The next two names on the list of tropical cyclones in the Atlantic Basin are Gabrielle and Humberto.
Regardless of development, the system in the northeastern part of the Caribbean will spread a risk of flash flooding and mudslides from the Virgin Islands to Puerto Rico and Hispaniola through the end of the week.
Today the system was located a couple of hundred miles southeast of Puerto Rico and was beginning to cluster thunderstorms near its centre.
Another system being monitored around the Caribbean is drifting slowly westward across Mexico’s Yucatan Peninsula today.
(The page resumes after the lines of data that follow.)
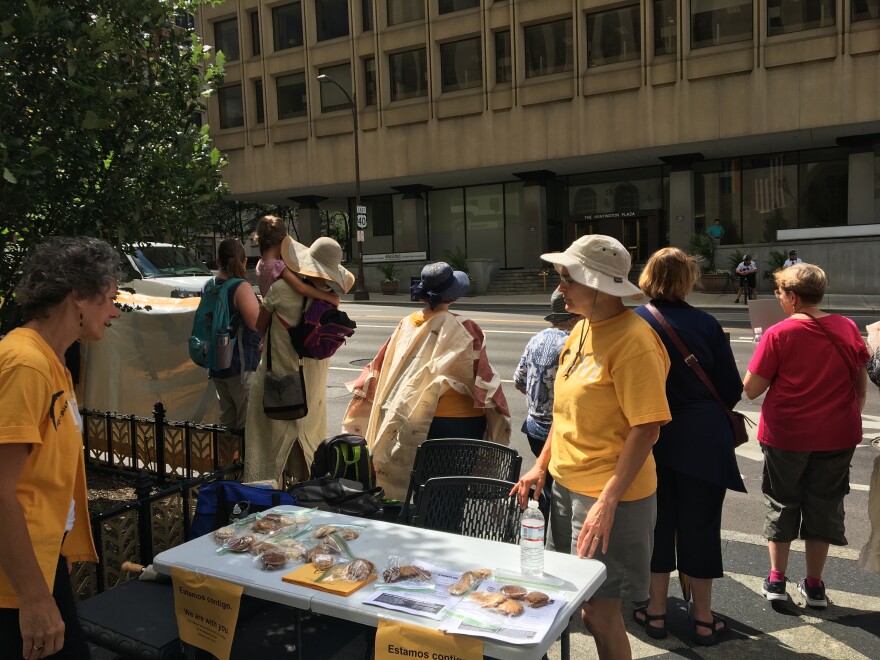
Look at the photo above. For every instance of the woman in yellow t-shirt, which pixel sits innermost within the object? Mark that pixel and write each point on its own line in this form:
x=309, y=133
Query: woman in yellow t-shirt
x=66, y=294
x=609, y=404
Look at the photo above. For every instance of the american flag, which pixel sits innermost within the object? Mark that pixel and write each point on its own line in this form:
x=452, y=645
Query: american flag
x=770, y=187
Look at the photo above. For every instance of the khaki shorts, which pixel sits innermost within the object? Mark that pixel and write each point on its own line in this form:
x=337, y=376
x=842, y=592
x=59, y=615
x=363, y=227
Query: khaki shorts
x=628, y=561
x=803, y=493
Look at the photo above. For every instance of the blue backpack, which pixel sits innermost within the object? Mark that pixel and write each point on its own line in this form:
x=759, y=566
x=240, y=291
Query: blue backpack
x=212, y=323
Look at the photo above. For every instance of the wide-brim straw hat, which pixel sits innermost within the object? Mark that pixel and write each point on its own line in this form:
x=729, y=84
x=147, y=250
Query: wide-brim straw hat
x=323, y=259
x=599, y=262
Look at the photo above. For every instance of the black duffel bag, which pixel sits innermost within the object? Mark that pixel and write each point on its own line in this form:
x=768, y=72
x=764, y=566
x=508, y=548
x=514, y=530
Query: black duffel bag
x=339, y=496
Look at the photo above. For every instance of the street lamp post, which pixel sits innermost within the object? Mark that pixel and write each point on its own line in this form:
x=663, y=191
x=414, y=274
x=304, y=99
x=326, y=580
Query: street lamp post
x=360, y=287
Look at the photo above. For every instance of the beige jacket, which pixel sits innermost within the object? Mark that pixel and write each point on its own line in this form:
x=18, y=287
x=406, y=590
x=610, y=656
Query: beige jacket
x=396, y=394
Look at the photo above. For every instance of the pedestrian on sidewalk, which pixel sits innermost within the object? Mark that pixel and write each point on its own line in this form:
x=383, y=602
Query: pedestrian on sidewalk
x=746, y=270
x=67, y=293
x=609, y=404
x=431, y=379
x=696, y=463
x=812, y=366
x=535, y=376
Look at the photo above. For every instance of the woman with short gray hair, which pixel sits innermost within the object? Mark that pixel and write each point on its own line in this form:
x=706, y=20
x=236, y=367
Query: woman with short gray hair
x=66, y=294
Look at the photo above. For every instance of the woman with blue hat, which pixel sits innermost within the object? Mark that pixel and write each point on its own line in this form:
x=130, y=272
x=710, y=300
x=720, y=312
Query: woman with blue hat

The National Hurricane Center in Miami reported this morning: ‘Cloudiness and showers associated with a broad area of low pressure centred about 200 miles southeast of San Juan, Puerto Rico, have
become a little more concentrated this morning. ‘Environmental conditions appear to be favourable for additional development before the system interacts with the land masses of Hispaniola and Puerto Rico, according to the National Hurricane Center in Miami.
‘This system has a medium chance, 40 per cent, of becoming a tropical cyclone during the next 48 hours as it moves northwestward at about 10 mph and a high chance, 60 percent, of becoming a
tropical cyclone during the next five days. Heavy rainfall and gusty winds are expected to spread over portions of the Leeward Islands, the
Virgin Islands, Puerto Rico and Hispaniola during the next day or two.’